Concerning metanephrine and 3-methoxytyramine determination in urine samples collected after death, forensic literature in this field is quite limited at present. The only study performed on this topic appears to suggest that no significant differences pertaining to urinary metanephrine and 3-methoxytyramine concentrations may be found in different types of traumatic death [5].

The results of the study presented herein tend to be in agreement with those reported by Tormey et al. [6] and Wilke et al. [7] and suggest that catecholamine and metanephrine profiles determined in urine samples collected after death do not allow any differentiation among cardiac events or violent deaths of different types to be made nor any hypotheses pertaining to the duration of the agonal period to be formulated. This same conclusion can be generalized for catecholamine and metanephrine profiles in vitreous humor, contrary to what former authors have postulated.
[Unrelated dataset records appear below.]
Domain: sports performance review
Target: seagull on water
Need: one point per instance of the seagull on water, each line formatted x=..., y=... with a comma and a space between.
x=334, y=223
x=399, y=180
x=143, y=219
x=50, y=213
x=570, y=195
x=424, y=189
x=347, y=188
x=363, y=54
Our findings do not seem to confirm the conclusions of studies performed by Pakanen at al. [4] and Ishikawa et al. [3]. Hence, they fail to corroborate the usefulness of urine catecholamine and metanephrine analysis to characterize stress response intensity or length of the dying process in the postmortem setting. Based on our results, we might speculate that the diagnosis of suspected antemortem cold exposure- and hypothermia-related death is the only situation of forensic interest for which catecholamine and metanephrine measurement in urine specimens collected at autopsy is unquestionably helpful.
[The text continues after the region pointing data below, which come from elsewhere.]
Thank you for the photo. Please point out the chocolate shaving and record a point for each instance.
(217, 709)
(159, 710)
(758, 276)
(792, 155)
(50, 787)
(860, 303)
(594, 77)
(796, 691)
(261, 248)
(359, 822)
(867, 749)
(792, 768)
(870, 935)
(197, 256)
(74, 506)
The limitations of our study must be acknowledged. The most important is the relatively small number of studied cases, which may limit the accuracy of our research. However, precise selection criteria were applied during the recruitment process in all studied groups and subgroups in order to minimize heterogeneity in the study populations. Prospective investigations including a greater number of subjects are therefore needed to confirm or invalidate our findings.
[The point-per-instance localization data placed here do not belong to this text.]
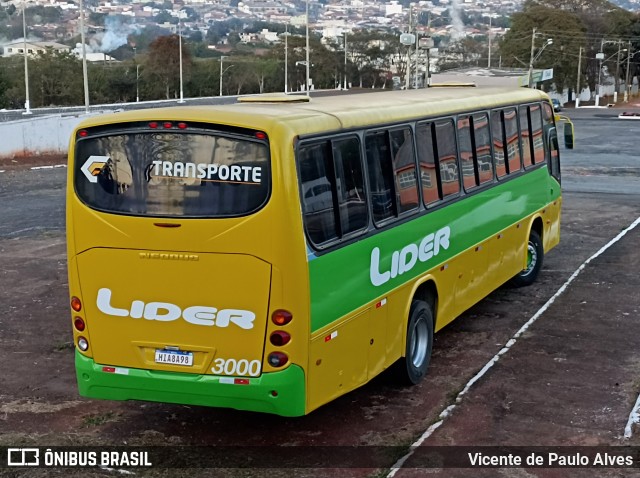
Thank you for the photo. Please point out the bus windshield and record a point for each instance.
(172, 174)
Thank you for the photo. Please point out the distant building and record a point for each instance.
(33, 48)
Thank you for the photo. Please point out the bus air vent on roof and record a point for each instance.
(274, 98)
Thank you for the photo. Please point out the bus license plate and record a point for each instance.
(174, 357)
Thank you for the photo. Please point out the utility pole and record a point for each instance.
(626, 80)
(345, 60)
(489, 59)
(408, 69)
(578, 78)
(533, 47)
(307, 59)
(617, 81)
(84, 61)
(181, 100)
(286, 58)
(27, 109)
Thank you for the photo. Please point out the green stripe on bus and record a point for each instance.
(340, 280)
(195, 389)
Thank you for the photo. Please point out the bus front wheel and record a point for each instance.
(413, 366)
(535, 255)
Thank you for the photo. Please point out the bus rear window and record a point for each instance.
(172, 174)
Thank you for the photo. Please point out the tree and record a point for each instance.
(562, 55)
(163, 63)
(55, 79)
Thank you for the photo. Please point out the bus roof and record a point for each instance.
(330, 113)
To conclude, though further studies are required to confirm these preliminary observations, our results suggest that postmortem urine (and vitreous) catecholamine and metanephrine profiles are of limited value in quantifying antemortem stress reactions in both violent and cardiac deaths, except in cases of hypothermia fatalities. The combination of biochemical investigations performed simultaneously in several biological fluids (and potentially involving several different biomarkers) could be a topic of interest and future research. A study of this nature might help to better understand the activation of the pituitary-adrenal axis as well as the systemic pathophysiological changes involved in the dying process in individual cases.